U.S. Senator, Barbara Boxer’s announcement that she will throw in the towel in 2016 rather than seek a 5th term comes as little surprise. Her failure to begin raising campaign funds was a sure sign that she had decided to call it quits. Although 74, she rules out age as a factor.
The diminutive Boxer’s meteoric rise from obscure Marin/Sonoma County Supervisor to the House for five terms and then on to the U.S. Senate in 1992, the so-called “Year of the Woman” when three others, including Sen. Dianne Feinstein (who is 81) were also elected, is one of the great success stories in California politics.
As an unapologetic liberal who seemed to relish combat with many of her much more conservative seat mates, from the very beginning Boxer has always marched to her own drummer.
Former GOP Senate leader, Bob Dole, labeled her “the most partisan Senator I have ever known.”
That only partially describes the feisty Brooklyn-born college cheerleader and former stockbroker who were tutored in politics by California’s two liberal giants—state Democratic Party leader, John Burton, who she succeeded in Congress, and the legendary Rep. George Miller (D-Martinez) recently retired.
Her married name suits her well. The future Chair of the Senate Environment and Public Works Committee combined keen political savvy with theatrical flair and the quick reflexes of a street fighter to carve out a piece of California’s voter turf that she has defended successfully over 22 years compiling double-digit victories in each election.
Her first Senate skirmish was with conservative Los Angeles TV political host, Bruce Herschensohn, who she only narrowly dispatched by a razor-thin 4.9% margin after some controversial disclosures about visits he was making to strip clubs allegedly leaked by the Boxer campaign. The campaign denied complicity.
While she was thought vulnerable each time she ran because of her liberal positions, Boxer vanquished each successive GOP foe handily. These included sitting California Treasurer, Matt Fong and six years later the sitting Secretary of State, Bill Jones who she bested by 20 points.
Her final run in 2010 was a no-holds barred contest with her first female opponent, former Hewlett Packard CEO, Carly Fiorina, the energetic but ill-equipped businesswoman who proved no match for the battle-tested, veteran lawmaker. Boxer won going away by 10 percentage points.
Boxer’s penchant for dramatics especially in her early career irked many— and not just Republicans—who viewed her antics playing to the camera as more headline grabbing than serious legislating.
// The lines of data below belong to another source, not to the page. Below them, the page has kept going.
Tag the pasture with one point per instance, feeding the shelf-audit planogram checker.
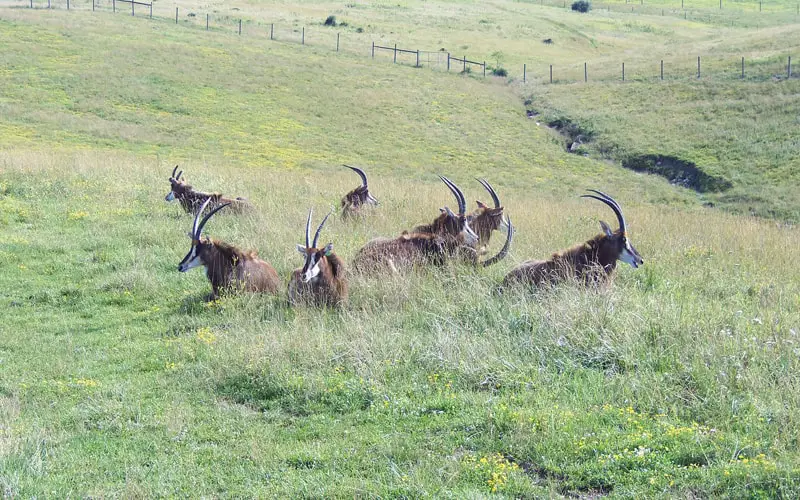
(680, 379)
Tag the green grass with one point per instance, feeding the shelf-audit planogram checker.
(117, 379)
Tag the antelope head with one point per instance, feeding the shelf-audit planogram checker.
(312, 254)
(177, 185)
(487, 219)
(616, 242)
(198, 253)
(361, 194)
(458, 224)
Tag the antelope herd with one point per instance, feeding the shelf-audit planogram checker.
(451, 237)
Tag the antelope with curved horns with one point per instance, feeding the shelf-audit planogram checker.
(486, 219)
(354, 201)
(321, 281)
(449, 225)
(191, 200)
(590, 262)
(227, 267)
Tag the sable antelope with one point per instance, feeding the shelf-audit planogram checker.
(590, 262)
(227, 267)
(411, 250)
(486, 219)
(191, 200)
(354, 201)
(321, 281)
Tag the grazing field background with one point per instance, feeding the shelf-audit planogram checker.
(117, 379)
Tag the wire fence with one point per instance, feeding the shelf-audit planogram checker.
(774, 67)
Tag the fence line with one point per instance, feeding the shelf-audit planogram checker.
(557, 74)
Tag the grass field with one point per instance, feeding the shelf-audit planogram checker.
(117, 379)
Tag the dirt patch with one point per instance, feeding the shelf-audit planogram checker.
(574, 134)
(679, 172)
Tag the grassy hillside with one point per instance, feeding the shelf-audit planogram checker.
(117, 379)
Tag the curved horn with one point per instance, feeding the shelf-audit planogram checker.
(207, 217)
(360, 174)
(611, 203)
(319, 229)
(308, 228)
(503, 251)
(489, 188)
(462, 202)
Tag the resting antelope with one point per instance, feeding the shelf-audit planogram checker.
(486, 219)
(354, 201)
(590, 262)
(227, 267)
(191, 200)
(448, 236)
(321, 281)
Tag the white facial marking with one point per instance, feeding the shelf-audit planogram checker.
(311, 273)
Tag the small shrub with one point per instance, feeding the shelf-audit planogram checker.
(581, 6)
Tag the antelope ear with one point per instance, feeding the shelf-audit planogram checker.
(606, 229)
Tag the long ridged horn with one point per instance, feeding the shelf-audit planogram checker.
(360, 174)
(489, 188)
(462, 201)
(611, 203)
(207, 217)
(503, 251)
(308, 228)
(319, 229)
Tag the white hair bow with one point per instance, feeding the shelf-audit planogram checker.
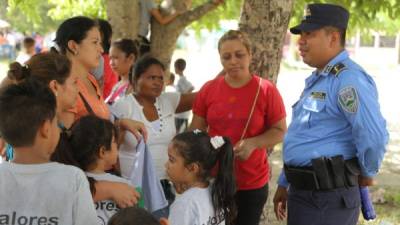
(217, 141)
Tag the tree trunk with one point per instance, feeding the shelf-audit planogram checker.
(123, 16)
(163, 37)
(266, 23)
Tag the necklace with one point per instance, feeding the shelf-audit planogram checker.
(157, 105)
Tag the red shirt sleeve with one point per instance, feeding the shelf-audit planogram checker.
(200, 102)
(275, 110)
(110, 79)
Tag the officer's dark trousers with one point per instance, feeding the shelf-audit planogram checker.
(250, 204)
(337, 207)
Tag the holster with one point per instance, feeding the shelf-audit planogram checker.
(326, 173)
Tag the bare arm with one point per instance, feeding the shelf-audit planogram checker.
(121, 193)
(186, 102)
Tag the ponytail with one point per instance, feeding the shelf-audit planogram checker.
(18, 72)
(212, 153)
(224, 187)
(64, 154)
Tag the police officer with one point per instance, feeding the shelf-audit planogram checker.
(337, 137)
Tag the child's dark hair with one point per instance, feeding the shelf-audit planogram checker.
(28, 42)
(23, 109)
(180, 64)
(142, 65)
(106, 34)
(195, 147)
(133, 216)
(88, 135)
(75, 29)
(43, 67)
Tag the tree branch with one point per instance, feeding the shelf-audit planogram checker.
(192, 15)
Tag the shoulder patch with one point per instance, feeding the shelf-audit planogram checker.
(348, 99)
(337, 69)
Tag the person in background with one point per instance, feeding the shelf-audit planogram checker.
(28, 50)
(183, 86)
(135, 216)
(31, 187)
(250, 111)
(336, 140)
(93, 143)
(207, 199)
(79, 39)
(109, 77)
(148, 103)
(169, 86)
(123, 55)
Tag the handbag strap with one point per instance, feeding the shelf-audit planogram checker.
(252, 108)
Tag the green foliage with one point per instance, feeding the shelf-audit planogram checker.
(69, 8)
(45, 15)
(31, 16)
(230, 10)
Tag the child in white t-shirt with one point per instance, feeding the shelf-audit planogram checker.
(192, 158)
(135, 216)
(34, 190)
(93, 144)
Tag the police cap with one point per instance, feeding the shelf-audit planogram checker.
(320, 15)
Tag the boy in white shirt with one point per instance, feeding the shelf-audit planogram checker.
(183, 86)
(34, 190)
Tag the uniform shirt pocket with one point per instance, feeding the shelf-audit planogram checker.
(314, 110)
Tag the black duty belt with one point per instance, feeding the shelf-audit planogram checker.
(326, 173)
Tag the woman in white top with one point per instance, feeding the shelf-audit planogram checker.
(155, 109)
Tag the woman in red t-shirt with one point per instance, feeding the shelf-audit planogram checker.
(250, 111)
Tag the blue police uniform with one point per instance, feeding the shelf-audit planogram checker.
(338, 114)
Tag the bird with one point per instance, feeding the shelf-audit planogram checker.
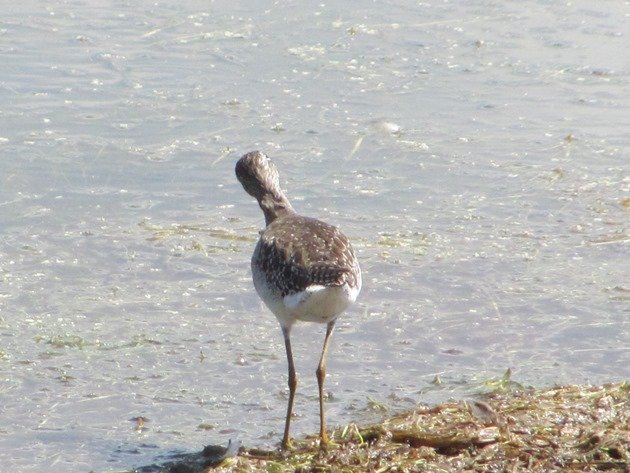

As a lowly House backbencher she quickly became a scourge to the Pentagon blasting wasteful military spending. One of the more famous images proudly displayed in her office depicts Boxer holding up a $7,622 coffee pot used in military cargo planes, and $600 toilet seat cover.
Using her membership on the House Armed Services Committee to good advantage, Boxer could endear herself to the anti-war constituency that propelled her into office.
However on arriving in the Senate where she was appointed to the Foreign Relations Committee Boxer was careful to moderate some of her views without alienating her base supporters.
In 2001 in the wake of 9/11 she voted against the war in Iraq but also authored legislation to protect commercial airliners against attacks by shoulder-fired missiles as well as a law calling for airline pilots to get special training to carry guns in the cockpit.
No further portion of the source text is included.